I am going to fight this. I am going to push myself to come out of this shell. I must re-motivate and continue what I started last May. I CAN do this, through any of the stress life throws at me. I am not a quitter and I am not falling off this wagon again.

Saturday, January 1, 2011

Loved the Break - Now Back to Business!

The holidays are over. My tree will soon be packed away with all of the family ornaments that we look forward to digging out of the paper and boxes next year. Unfortunately, I've also packed on a few pounds but nothing too much that can't be taken off in the next few weeks. It's back to business time!

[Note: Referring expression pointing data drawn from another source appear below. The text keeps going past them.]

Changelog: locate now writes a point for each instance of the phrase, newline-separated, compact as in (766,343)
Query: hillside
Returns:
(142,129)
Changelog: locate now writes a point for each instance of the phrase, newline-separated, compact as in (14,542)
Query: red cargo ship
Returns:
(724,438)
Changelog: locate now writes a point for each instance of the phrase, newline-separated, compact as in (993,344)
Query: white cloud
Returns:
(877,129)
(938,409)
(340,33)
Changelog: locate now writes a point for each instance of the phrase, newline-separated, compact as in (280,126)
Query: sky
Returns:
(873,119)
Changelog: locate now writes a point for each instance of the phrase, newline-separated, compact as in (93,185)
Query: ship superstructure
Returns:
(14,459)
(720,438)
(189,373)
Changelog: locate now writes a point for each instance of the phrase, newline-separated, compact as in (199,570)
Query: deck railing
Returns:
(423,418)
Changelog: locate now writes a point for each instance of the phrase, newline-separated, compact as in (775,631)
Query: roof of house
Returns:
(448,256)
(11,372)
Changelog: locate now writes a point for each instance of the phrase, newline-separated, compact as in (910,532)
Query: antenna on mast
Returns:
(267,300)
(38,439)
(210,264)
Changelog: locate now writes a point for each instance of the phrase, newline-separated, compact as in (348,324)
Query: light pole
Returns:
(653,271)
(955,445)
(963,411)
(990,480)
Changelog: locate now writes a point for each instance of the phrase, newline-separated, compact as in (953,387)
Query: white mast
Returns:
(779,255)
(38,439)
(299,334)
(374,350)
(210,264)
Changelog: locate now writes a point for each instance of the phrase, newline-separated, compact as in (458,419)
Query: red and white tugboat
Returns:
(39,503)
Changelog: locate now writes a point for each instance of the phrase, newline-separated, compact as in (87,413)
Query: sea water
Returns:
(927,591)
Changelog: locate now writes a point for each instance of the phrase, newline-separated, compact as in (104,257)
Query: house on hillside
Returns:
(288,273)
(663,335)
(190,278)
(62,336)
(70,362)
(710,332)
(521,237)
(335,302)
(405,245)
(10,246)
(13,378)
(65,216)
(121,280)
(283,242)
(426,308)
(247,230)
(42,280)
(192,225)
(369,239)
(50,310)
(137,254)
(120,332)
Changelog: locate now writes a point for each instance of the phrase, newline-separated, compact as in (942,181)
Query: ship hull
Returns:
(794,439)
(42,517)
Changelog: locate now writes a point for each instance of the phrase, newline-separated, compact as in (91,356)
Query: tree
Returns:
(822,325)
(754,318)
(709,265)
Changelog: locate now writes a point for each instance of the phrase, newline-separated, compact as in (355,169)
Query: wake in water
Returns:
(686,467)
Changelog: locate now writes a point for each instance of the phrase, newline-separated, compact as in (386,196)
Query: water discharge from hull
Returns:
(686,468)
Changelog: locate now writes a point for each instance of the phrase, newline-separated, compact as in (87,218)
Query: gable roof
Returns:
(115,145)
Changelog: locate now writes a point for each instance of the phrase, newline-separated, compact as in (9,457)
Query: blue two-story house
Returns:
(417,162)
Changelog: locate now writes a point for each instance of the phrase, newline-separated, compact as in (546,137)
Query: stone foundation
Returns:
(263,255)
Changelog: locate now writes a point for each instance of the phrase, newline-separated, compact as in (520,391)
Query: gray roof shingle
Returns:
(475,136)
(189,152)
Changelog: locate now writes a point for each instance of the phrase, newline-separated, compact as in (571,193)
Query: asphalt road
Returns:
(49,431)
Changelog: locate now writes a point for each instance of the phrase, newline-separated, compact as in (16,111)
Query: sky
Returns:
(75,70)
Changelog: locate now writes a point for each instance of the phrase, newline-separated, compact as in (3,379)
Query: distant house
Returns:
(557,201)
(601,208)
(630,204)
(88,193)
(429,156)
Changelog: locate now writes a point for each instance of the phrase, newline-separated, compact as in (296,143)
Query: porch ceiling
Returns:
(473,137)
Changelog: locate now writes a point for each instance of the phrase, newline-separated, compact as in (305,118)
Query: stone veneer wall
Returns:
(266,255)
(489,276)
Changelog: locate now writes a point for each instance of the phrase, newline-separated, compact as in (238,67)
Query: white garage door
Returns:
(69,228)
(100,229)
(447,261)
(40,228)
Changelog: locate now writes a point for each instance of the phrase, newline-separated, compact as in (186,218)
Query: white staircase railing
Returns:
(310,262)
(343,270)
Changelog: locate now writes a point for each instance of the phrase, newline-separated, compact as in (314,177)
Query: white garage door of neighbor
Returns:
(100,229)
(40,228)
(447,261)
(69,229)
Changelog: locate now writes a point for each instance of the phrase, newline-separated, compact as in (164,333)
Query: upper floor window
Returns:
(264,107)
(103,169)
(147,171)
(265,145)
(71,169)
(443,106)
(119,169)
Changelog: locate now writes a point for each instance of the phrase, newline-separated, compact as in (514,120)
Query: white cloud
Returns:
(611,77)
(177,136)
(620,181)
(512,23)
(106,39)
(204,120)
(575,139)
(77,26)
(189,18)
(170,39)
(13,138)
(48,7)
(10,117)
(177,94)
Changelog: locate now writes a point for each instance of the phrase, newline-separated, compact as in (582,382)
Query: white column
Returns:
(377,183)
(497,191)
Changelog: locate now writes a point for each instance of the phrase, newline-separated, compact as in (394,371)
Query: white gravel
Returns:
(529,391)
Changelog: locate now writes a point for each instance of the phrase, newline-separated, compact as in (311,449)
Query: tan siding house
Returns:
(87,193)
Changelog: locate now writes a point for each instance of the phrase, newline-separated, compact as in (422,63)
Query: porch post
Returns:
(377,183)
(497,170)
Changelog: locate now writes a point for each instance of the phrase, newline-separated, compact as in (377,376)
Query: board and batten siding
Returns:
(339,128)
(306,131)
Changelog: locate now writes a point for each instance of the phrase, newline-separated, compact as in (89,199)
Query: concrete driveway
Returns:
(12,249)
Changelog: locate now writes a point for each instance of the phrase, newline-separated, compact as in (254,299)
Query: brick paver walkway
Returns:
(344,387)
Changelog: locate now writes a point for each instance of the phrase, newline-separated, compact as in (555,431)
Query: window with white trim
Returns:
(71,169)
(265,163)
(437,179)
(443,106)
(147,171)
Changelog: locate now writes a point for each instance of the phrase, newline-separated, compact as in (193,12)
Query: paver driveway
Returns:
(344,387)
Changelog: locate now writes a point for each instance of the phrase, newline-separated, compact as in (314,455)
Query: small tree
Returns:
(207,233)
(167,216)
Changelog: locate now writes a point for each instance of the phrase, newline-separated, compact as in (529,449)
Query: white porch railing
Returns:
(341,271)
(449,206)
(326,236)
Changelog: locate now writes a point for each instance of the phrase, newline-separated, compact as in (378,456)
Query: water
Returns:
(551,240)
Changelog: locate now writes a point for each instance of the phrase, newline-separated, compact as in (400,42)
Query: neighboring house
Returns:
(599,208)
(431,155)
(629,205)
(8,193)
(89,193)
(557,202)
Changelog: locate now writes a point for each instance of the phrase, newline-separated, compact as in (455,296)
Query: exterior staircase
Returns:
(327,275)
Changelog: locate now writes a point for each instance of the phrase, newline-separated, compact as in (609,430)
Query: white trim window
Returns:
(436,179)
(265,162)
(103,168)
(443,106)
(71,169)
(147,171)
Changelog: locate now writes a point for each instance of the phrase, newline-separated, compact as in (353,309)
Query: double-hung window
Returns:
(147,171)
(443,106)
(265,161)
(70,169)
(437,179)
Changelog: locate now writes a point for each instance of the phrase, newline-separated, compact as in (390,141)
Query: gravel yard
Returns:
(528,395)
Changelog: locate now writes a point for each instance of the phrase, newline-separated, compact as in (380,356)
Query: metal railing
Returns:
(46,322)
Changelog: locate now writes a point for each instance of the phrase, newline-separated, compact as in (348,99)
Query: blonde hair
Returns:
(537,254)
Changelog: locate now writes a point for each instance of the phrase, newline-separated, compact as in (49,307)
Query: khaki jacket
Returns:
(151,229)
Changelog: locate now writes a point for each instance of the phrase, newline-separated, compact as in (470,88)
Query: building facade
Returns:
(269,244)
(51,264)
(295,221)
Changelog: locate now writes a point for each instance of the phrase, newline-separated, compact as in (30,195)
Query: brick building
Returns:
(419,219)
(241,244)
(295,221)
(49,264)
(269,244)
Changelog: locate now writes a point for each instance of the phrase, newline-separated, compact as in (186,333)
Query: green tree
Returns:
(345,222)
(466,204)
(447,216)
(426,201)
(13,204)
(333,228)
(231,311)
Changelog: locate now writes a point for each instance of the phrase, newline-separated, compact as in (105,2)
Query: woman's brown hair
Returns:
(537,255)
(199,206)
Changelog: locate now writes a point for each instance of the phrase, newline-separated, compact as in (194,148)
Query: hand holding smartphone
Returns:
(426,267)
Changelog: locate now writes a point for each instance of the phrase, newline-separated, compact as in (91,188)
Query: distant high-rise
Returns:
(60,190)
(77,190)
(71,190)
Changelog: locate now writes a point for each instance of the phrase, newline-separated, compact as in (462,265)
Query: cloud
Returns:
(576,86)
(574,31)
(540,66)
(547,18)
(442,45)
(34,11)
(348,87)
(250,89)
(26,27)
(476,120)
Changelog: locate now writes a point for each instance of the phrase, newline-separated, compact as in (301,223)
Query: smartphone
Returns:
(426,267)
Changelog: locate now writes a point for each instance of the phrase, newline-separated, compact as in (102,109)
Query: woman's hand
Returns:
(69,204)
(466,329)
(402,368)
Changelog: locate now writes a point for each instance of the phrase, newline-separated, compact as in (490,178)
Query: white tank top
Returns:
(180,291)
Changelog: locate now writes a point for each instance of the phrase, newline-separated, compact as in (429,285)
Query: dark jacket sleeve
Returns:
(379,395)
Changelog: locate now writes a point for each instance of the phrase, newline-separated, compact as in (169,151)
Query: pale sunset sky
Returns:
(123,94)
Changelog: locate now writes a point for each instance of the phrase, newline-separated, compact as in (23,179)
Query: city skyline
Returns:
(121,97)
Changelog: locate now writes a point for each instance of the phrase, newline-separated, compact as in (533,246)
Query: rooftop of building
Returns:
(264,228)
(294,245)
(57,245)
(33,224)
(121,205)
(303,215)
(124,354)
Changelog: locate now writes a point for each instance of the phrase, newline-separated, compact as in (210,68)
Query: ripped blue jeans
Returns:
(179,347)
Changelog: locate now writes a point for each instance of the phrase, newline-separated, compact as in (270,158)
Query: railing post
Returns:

I'm quite sure I'm not alone with getting off track through the holidays. Years ago, this may have been the point where I threw in the towel and continued on the "old normal" lifestyle. However, this time is different. I'm looking forward to getting back to my routine. I'm looking forward to my early morning workouts, my lunch bag packed to the brim with fresh fruits and veggies. I'm looking forward to finally hitting that 50lb goal I set after Thanksgiving. While I haven't hit it, I'm OK with that. The holidays were special and while I did gain, I KNOW I would have gained far more if I hadn't had already established healthy habits.

Honestly, I think this two week "break" from Weight Watchers - while not totally a break and not totally planned, is actually a good thing! Tomorrow, walking back in my meeting will be like week 1 all over again! That is thrilling for me! Sometimes we get into a rut and boredom sets in. I think that was really happening for me and the timing was actually perfect. I was able to splurge, allow myself a small gain and now I feel refreshed and ready to get back on that road to better health!

I'm not really one to do New Year's resolutions, so I don't really have one. However, one new change I plan to add to my routine is asking a personal trainer at the gym to create a weight routine for me. It's time to start toning and not just walking. I'm looking forward to it.